The Center's programs are designed to integrate the perspectives of the practicing lawyer and the legal scholar and to bring to bear on constitutional law other relevant disciplines, including history, philosophy, psychology, and political science. These programs include an annual conference on a timely topic of constitutional law, a distinguished speaker series, and White Professorships.

Previous conferences included speakers such as Ruth Bader Ginsburg, David M. Ebel, Patricia M. Wald, Jean E. Dubofsky, Michael J. Perry, Frederick F. Shauer, Stanley E. Fish, Akhil R. Amar, Ronald Dworkin, and Jesse H. Choper. Topics have ranged from the impeachment of President Clinton to the constitutionality of Colorado's Amendment 2 and from contemporary problems in free speech theory to the experience of judging in constitutional cases. Funds from the Center are also used to support a Distinguished Speaker series and White Professorships. Through the Distinguished Speaker series, the Center brings to Boulder some of the nation's most thoughtful jurists, lawyers, and scholars to enrich educational programs and to exchange ideas with the general public. Previously featured speakers included Richard A. Epstein, Jeremy J. Waldron, Steven G. Calabresi, Ronald Dworkin, William Ian Miller, Lawrence Stone, Jeffrey Rosen, and Sanford Levinson. In regard to the White Professorships, the Law School aims to make its constitutional law curriculum one of the best and most exciting in the United States. The Center seeks to assist in this effort by sponsoring exceptional faculty research. Steven D. Smith, author of Foreordained Failure: The Quest for a Constitutional Principle of Religious Freedom and The Constitution and the Pride of Reason was honored as Byron White Professor of Constitutional Law from 1995 until 1997. Pierre J. Schlag, author of Laying Down the Law: Mysticism, Fetishism, and the American Legal Mind, and The Enchantment of Reason was named Byron White Professor of Law in July 1997.

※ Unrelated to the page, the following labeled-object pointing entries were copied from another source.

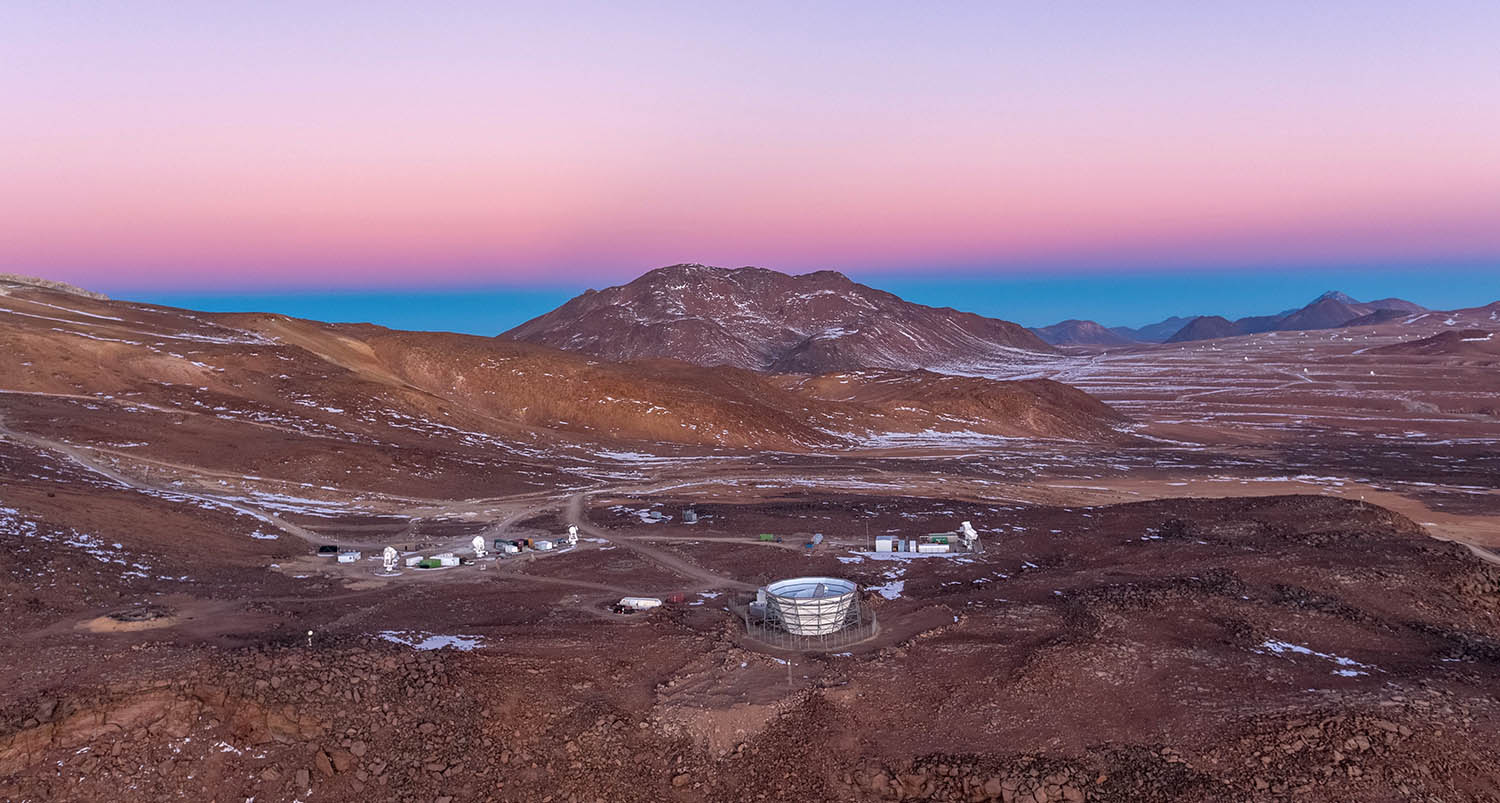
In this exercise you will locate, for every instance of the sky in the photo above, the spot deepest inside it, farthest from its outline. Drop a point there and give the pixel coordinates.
(971, 152)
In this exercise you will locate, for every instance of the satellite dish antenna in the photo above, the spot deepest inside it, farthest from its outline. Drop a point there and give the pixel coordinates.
(971, 538)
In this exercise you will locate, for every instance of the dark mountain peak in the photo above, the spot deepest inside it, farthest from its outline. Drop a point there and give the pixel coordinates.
(1076, 332)
(767, 320)
(1334, 296)
(1206, 327)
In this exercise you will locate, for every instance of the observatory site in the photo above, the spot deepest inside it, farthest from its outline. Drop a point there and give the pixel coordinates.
(750, 403)
(737, 535)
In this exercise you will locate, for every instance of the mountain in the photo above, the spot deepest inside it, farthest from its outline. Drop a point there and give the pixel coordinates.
(1206, 327)
(278, 395)
(1331, 309)
(1157, 332)
(764, 320)
(1076, 332)
(1376, 318)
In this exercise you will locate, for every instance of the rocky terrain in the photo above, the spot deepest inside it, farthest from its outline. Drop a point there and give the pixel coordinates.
(1263, 568)
(1328, 311)
(764, 320)
(269, 369)
(1467, 342)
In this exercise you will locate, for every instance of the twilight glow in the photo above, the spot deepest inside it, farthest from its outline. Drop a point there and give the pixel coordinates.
(339, 144)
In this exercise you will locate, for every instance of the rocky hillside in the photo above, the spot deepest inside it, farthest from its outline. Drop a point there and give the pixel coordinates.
(764, 320)
(368, 381)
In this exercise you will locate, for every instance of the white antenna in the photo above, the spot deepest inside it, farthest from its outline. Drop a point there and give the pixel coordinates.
(971, 538)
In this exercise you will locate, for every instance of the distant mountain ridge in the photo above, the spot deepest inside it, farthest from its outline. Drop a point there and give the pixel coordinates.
(1328, 311)
(765, 320)
(1331, 309)
(1076, 332)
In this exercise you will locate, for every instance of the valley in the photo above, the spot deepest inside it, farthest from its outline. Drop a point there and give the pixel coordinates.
(1230, 569)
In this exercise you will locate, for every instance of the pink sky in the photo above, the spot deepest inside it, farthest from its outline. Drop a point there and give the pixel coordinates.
(341, 144)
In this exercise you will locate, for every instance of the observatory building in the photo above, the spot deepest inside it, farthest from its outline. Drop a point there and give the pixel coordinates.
(810, 607)
(809, 613)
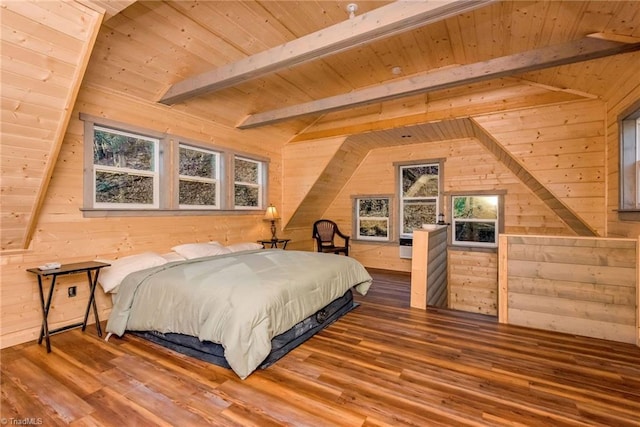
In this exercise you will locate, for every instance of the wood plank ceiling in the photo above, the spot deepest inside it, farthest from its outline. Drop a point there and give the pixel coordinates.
(151, 46)
(148, 46)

In 1998 Dean Harold H. Bruff instituted a Byron White Fellow program to reward outstanding research by faculty members. For their work on constitutional aspects of criminal procedure and comparative criminal procedure, the Center selected Professors Kevin R. Reitz and William T. Pizzi to be Byron White Fellows for 1999-2000. In 2001 the Dean and the Resources Committee determined to continue and expand the White Fellows Program by creating a program of supplementary research leaves for especially promising proposals.

The main priority of the White Center is to enhance the School's core educational programs in constitutional law. This means: improving faculty scholarship by supporting and rewarding outstanding writing; attracting to our faculty first-rate constitutional law scholars, and; bringing to the School some of the best thinkers from all relevant disciplines and from around the country, so that both students and members of the wider community can be exposed to the excitement of intense, wide-ranging exchange on constitutional issues. The Center previously supported visits by Distinguished Professors Archibald Cox and Herbert Wechsler.

A second priority of the Center is to help establish the School's reputation as a center for constitutional studies. To this end, the Center seeks to publish conference papers in the University of Colorado Law Review. It also publicizes its programs widely in the state and the nation. And these programs are designed to appeal not only to students and scholars but also to the general public. Recently the Center has attracted the attention of C-SPAN and National Public Radio. The interest of these organizations aids in the exposure of the Center's programs.

A third priority is to help integrate the Law School into the life of the University as a whole. For years now, the Center has had a cross-disciplinary emphasis and has made efforts to involve non-law students and faculty in its programs. Moreover, it has established a University-wide Advisory Board composed of distinguished scholars in other fields to advise the Director and broaden the Center's activities and perspectives.